Among 1208 procedures, 614 were performed with O-arm–assisted navigation, 356 using freehand techniques, and 238 using fluoroscopic guidance. The most common indication for surgery was spondylolisthesis (56.2%), and most patients underwent a posterolateral fusion only (59.4%). Although O-arm procedures involved more vertebral levels compared with the combined freehand/fluoroscopy cohort (4.79 vs 4.26 vertebral levels; p < 0.01), no significant differences in operative time were observed (4.40 vs 4.30 hours; p = 0.38). Patients who underwent an O-arm procedure experienced shorter hospital stays (4.72 vs 5.43 days; p < 0.01). O-arm–assisted navigation trended toward predicting decreased risk of spine-related readmission (0.8% vs 2.2%, risk ratio [RR] 0.37; p = 0.05) and overall readmissions (4.9% vs 7.4%, RR 0.66; p = 0.07).
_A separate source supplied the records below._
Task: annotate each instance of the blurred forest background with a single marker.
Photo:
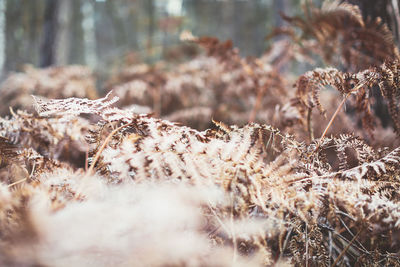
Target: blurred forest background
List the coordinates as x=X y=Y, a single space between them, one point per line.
x=105 y=34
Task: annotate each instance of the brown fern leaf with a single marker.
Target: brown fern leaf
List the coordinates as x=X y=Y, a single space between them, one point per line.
x=340 y=30
x=8 y=151
x=359 y=84
x=375 y=170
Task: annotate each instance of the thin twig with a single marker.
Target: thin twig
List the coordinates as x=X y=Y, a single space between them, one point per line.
x=361 y=84
x=17 y=182
x=345 y=249
x=103 y=146
x=309 y=125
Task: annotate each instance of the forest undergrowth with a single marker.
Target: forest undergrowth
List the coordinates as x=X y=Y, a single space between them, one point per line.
x=219 y=160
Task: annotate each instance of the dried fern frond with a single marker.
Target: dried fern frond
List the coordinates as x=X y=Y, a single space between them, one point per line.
x=53 y=82
x=340 y=30
x=359 y=84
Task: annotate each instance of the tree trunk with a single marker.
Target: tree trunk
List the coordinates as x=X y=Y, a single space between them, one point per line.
x=2 y=35
x=89 y=33
x=62 y=44
x=50 y=33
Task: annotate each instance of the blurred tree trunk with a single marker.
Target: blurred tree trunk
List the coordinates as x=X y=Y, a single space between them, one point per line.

The O-arm was significantly associated with decreased risk of reoperation for hardware failure (2.9% vs 5.9%, RR 0.50; p = 0.01), screw misplacement (1.6% vs 4.2%, RR 0.39; p < 0.01), and all-cause reoperation (5.2% vs 10.9%, RR 0.48; p < 0.01). Mixed-effects Cox proportional hazards modeling revealed that O-arm–assisted navigation was a significant predictor of decreased risk of reoperation (HR 0.49; p < 0.01). The protective effect of O-arm–assisted navigation against reoperation was durable in subset analysis of procedures involving < 5 vertebral levels (HR 0.44; p = 0.01) and ≥ 5 levels (HR 0.48; p = 0.03). Further subset analysis demonstrated that O-arm–assisted navigation predicted decreased risk of reoperation among patients undergoing posterolateral fusion only (HR 0.39; p < 0.01) and anterior lumbar interbody fusion (HR 0.22; p = 0.03), but not posterior/transforaminal lumbar interbody fusion.

CONCLUSIONS

To the authors' knowledge, the present study is the first to investigate clinical outcomes associated with O-arm–assisted navigation following thoracolumbar spinal fusion. O-arm–assisted navigation decreased the risk of reoperation to less than half the risk associated with freehand and fluoroscopic approaches. Future randomized controlled trials to corroborate the findings of the present study are warranted.